2. Cost savings due to taking into use Oracle Advanced Compression:

The Oracle Advanced Compression option contains the following features:

• Data Guard Network Compression
• Data Pump Compression
• Fast RMAN Compression
• OLTP Table Compression
• SecureFile Compression and Deduplication

Compression has clear benefits: reduced storage costs and improved performance. It drives storage utilization up, saves data center space, power, HVAC.

But in order to take advanced compression into use for say already existing tables in every database, one must dedicate resources and time. Lots of both. And buy the licenses of course.

Bottom line: will the efforts spent be really worth the savings? Will there be savings? How about the work and improvements DBA could have done instead?

Are you a DBA looped into the efficiency schema of corporate cost savings? May be it is for good and all is well planned and organized? See, experts are predicting that the average data growth in an organization over the next five years will reach 570%. Five Seventy? Sounds solid, right?

But how can you have triumph over temptation?

I’m in a very perplexing situation: IBM DB2 9.7 or Oracle 11.2?

In DB2 database, DBA, Oracle database on September 1, 2011 at 07:28

Unlike Owen Wilson’s perplexing situation between the past and the present in Midnight in Paris, mine is in the present only: two current releases of two database brands: IBM DB2 9.7 and Oracle 11.2.

Which one is easier to administer?
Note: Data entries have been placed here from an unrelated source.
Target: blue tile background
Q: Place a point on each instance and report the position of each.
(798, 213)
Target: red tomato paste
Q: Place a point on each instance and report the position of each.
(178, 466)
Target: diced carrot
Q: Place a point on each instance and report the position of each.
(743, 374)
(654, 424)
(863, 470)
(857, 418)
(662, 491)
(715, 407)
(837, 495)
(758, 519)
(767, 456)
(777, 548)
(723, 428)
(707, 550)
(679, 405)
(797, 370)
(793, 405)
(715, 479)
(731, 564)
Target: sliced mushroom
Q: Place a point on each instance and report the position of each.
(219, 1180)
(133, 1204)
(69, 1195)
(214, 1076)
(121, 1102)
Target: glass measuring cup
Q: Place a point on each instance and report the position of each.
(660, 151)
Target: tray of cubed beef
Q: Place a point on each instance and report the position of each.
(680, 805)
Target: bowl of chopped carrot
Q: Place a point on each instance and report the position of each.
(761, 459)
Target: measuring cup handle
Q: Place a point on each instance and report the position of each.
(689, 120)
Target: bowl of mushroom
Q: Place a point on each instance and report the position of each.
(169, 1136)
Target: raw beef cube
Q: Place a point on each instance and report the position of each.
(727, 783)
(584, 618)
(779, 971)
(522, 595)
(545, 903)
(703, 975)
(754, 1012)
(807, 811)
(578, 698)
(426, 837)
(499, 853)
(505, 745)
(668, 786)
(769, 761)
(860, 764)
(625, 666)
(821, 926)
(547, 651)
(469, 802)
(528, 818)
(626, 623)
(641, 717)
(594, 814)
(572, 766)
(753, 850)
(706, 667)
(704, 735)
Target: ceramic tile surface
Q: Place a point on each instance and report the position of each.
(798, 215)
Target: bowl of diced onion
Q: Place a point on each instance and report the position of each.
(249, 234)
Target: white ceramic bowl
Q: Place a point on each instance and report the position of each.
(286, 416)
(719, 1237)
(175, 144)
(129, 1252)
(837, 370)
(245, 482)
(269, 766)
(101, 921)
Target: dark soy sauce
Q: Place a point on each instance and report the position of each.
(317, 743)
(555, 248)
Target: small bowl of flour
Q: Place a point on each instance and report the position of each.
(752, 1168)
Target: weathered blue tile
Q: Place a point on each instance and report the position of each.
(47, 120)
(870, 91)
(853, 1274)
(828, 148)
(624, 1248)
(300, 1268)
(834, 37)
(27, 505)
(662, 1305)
DB2 9.7 or Oracle 11.2? Which one saves more time and has higher total cost of ownership? Perplexing situation! But why?

In a 29 page article from October 2010, called Comparing DBA Productivity: An Oracle/DB2 Task Complexity Analysis, Triton Consulting (an IBM Premier Business Partner) “proved” that the advantages of DB2 9.7 over Oracle 11.2 are more than 50%:

In a 51 page article from June 2011, called Database Manageability and Productivity Cost Comparison Study: Oracle Database 11g Release 2 vs IBM DB2 Enterprise 9.7, ORC International “proved” that the advantage of Oracle 11.2 over DB2 9.7 are the following:

– Oracle Database 11g reduces required DBA time by 43 percent compared to IBM DB2
– Oracle is 45% less complex and easier to manage
– By using Oracle instead of DB2, businesses can save US$51,600 per DBA per year

What is going on? One tells us that IBM DB2 is easier to manage than Oracle, another one tells us exactly the opposite.

Obviously, comparing Oracle to DB2 is not as straightforward as comparing ArchiCAD to NotePad?

Let us consider the backup and recovery scenario from both studies. The pro-IBM one claims that the DB2 advantage is 83%. The pro-Oracle one says that the IBM process requires 65% more time and 51% more steps. Those who have spent years of really backing up and restoring databases know very well that there are dozens of factors that influence on the process. Giving figures for average time is simple going out of proportions.

Getting realistic and keeping low profile on the marketing aspect, most of us know that all is up to the people who do the work: the DBAs. There are DBAs that can install/patch the Oracle software and create/upgrade a database in less than 2 hours; there are DBAs who will struggle may be 2 days before asking for help.

What is complex for a certain DBA might be trivial for another. Bottom line is that education, work experience and knowledge are what matter when DBA work is done.

Look at the following screen captured from the video New Approaches for Database Cost Savings by Forrester’s Noel Yuhanna:

The efforts required according to the last column are low. And this might eventually bring cost savings due to increased DBA productivity. Questions is whose efforts are we talking about? It is all up to the people, their skills and knowledge.

In my opinion, when database features are compared, what matters is what is automated and what the DBA is not required to do instead of the time required for the work. And here features like the Automatic Database Diagnostic Monitor, Tuning Advisors, Real Application Testing make the difference! Namely, the self management capabilities of the RDBMS.

Comparing things on a general level (even with detailed figure estimations) might give us somewhat picture about what’s going on but crunching numbers in the database industry might not always bring us the same results. The two contradictory articles mentioned about seem to show us this perplexing situation.